NYC: ‘No confirmed cases’ of enterovirus D-68 in Brooklyn
Serious respiratory infection hits kids upstate
Responding to parents’ fears that enterovirus D-68 has spread to Brooklyn, the New York City Health Department said on Monday that there are no confirmed cases of the respiratory virus in the city.
Parents in Borough Park panicked when they heard over the weekend that one or more children were seriously ill with the same respiratory virus that has sent hundreds of kids in the Midwest to the hospital.
A Department of Health spokesperson told the Brooklyn Eagle on Monday, “There are no confirmed cases in New York City. The Health Department is monitoring the situation and remains in frequent contact with the CDC, as well as hospitals, clinicians and laboratories.”
“We remind New Yorkers that the best way to prevent the spread of many infectious diseases is through frequent and thorough hand washing,” the spokesperson continued. “Parents with concerns should consult their child’s doctor.”
More than a dozen children in upstate New York have come down with the illness, according to the NYS Department of Health.
The DOH says that enterovirus D-68 can cause severe illness among children, and is especially tough on kids with asthma.
Cases have been confirmed in the Capital Region and Central New York. Specimens from other regions are being tested now.
Though not unknown, enterovirus D-68 has been very rarely reported in the United States, Dr. Ann Schuchat, director of CDC’s national center for immunization and respiratory diseases, said at a press briefing last Monday.
The CDC wants to alert physicians and parents about the severity of symptoms.
“There’s no specific treatment for this, and many illnesses that are mild will resolve on their own. But others who have more severe illness may need to be hospitalized and require supportive care. Importantly, since we have identified asthma as a factor in some of the illnesses, we think it’s very important for asthma to be well treated and controlled,” Schuchat said.
Parents should be on the lookout for difficulty breathing, she said. “That’s a warning sign for parents. Runny nose and the sniffles are not unexpected and that can be caused by many different things, but it if looks like your child is having difficulty breathing, you absolutely want to seek medical help.”
Twelve states have contacted the CDC for assistance with the outbreak: Alabama, Colorado, Michigan, Georgia, Ohio, Iowa, Illinois, Missouri, Kansas, Oklahoma, Kentucky and Utah.
“It is important that we follow common sense rules to prevent the spread of this virus, as we do for flu and other contagious illnesses,” Acting State Health Commissioner Dr. Howard Zucker said in a statement. “Because there is no specific treatment or vaccination against this virus, our best defense is to prevent it by practicing proper hygiene.”
Symptoms can include fever, runny nose, sneezing, coughing, and body aches, but the illness is so unusual there may be other, unknown, symptoms as well.
A spokesperson for Mercy Children’s Hospital in Kansas City told Mashable that nearly 500 children had been hospitalized with severe respiratory symptoms in the past few weeks.

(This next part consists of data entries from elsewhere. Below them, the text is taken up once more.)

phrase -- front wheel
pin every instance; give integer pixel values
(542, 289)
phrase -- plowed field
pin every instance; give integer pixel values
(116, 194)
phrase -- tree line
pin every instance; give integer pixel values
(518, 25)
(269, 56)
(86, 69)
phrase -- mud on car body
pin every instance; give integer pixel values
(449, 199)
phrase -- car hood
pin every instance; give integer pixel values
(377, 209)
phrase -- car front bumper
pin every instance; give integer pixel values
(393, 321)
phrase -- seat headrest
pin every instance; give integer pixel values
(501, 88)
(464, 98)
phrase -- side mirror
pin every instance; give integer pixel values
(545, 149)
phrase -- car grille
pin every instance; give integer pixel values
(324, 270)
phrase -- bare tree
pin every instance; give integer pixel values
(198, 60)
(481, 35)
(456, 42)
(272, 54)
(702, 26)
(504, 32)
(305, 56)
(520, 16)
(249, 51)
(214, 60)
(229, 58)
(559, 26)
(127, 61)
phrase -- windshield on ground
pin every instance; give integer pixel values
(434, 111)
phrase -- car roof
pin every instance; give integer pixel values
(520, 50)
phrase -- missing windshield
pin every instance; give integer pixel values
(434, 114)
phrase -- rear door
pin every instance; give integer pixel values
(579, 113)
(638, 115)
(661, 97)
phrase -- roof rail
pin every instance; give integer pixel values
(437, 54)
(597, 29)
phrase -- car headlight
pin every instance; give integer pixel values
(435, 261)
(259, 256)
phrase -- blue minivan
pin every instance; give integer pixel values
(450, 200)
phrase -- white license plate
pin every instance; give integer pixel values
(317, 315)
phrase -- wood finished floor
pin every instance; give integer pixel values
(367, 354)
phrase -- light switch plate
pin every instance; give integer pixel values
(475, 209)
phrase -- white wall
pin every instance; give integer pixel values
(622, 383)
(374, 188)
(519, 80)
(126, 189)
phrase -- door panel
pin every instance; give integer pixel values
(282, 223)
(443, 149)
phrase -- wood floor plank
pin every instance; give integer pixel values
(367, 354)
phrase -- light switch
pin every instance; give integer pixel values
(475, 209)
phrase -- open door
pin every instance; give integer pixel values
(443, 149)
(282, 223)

Enteroviruses are transmitted through close contact with an infected person, or by touching objects or surfaces contaminated with the virus and then touching the mouth, nose, or eyes.
The state Health Department advises:
* Wash your hands often with soap and water for 20 seconds.
* Avoid touching your eyes, nose and mouth with unwashed hands.
* Avoid kissing, hugging, and sharing cups or eating utensils with people who are sick.
* Disinfect frequently touched surfaces, such as toys and doorknobs, especially if someone is sick.
* Use the same precautions you would use to prevent the spread of influenza.